The Sumo Deadlift, much like the wide-grip, arched competition Bench Press, is often ridiculed online for being a “cheater lift”, when in reality the Sumo Deadlift is a highly technical lift dependant upon leverages, mobility, and strength in the starting position.Being able to efficiently pull and stay within the proper positions is a skill in itself. Mobility is a huge determining factor in the Sumo Deadlift- if you cannot get into a good starting position and maintain it throughout the entire movement then you will more than likely miss the lift or complete it in a less than proficient manner. If you look at the two greatest Deadlifters in history, Yury Belkin and Stefi Cohen, you will immediately notice two very prevalent trends- great starting positions and above average hip mobility. In this article, I’ll be discussing how you can achieve a better starting position, as well as improve your mobility to consistently improve your Sumo Deadlift over time.

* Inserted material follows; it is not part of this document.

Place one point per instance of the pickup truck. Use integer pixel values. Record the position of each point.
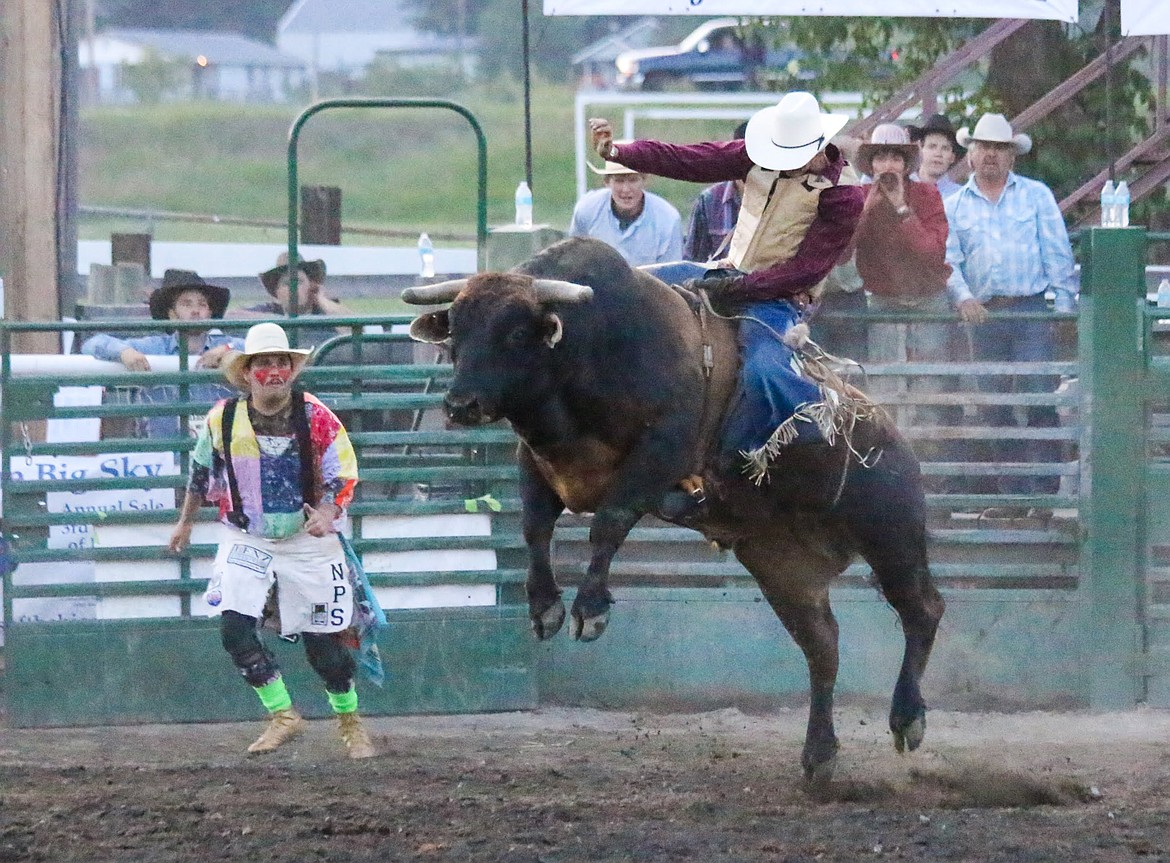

Emphasis on Starting Position

I led off with this point because I believe it is the most difficult aspect of the Sumo Deadlift to master, but it’s also very simple to improve. The starting position is a key to the success of the Deadlift, and if you have a poor start then you will have a poor lockout- or you won’t lock it out at all. Developing the starting position through mobility and practice will be long-term keys to overall success, but in the short-term, you are able to improve the start position by being meticulous in your set-up and focusing on the eccentric portion of the lift.

I’ve heard Ed Coan discuss this in detail and I’ve utilized it with myself, as well as my athletes. I’ve found it to be a very effective tool in developing both the start position, as well as the Deadlift as a whole. When performing the Deadlift, try to control the eccentric portion of the lift and allow the bar to pull yourself into a good position. In theory, this will act as a technical reminder and as a “loaded stretch”.

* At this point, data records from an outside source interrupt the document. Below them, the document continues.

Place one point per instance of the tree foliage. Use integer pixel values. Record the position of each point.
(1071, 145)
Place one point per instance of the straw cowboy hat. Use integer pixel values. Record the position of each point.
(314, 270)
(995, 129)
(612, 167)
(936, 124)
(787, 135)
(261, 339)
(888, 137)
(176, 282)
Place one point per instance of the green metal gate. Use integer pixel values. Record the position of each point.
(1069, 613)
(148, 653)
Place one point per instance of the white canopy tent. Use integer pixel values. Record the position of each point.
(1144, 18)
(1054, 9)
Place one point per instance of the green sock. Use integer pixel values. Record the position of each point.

If you want to become proficient at the Sumo Deadlift, then you are going to have to perform it- a lot. Constant repetition over weeks, months and years will help you dial in the technique required to pull huge weights in the most technically proficient manner possible. Constant practice, fine-tuning and technical analysis are key to developing any lift. If you don’t have a coach, try to film your Deadlifts from multiple angles and in multiple rep ranges. Compare training videos and do honest breakdowns. Rome wasn’t built in a day and neither was a highly technically proficient Deadlift. 

Supplementary Mobility Drills

Although I’m a firm believer that MOST mobility work is overrated, I understand that not everyone will have the adequate hip mobility required to get into a proper sumo starting position, so therefore supplementary mobility drills may be necessary to bring up the “weak points”. In my experience, I’ve found that adding in filler mobility drills during the training session are superior to doing an hour of “mobility and activation drills” before training. For example, if you are working to improve your hip mobility in the Sumo Deadlift, I’d recommend something similar to this:

1A) Sumo Deadlift 5x6

1B) Lying Hip, Abductor Stretch/”Goalie Stretch” 2x30s

As you can see, I programmed a filler mobility drill specific to improving hip mobility in the Sumo Deadlift in a superset fashion. The athlete would complete a set of 6 on the Deadlift, then immediately proceed to perform 2 sets of 30 seconds of the Lying Hip, Abductor Stretch. The athlete would repeat this for every set. This also creates less “sitting around time” during the workout- more time efficient training sessions.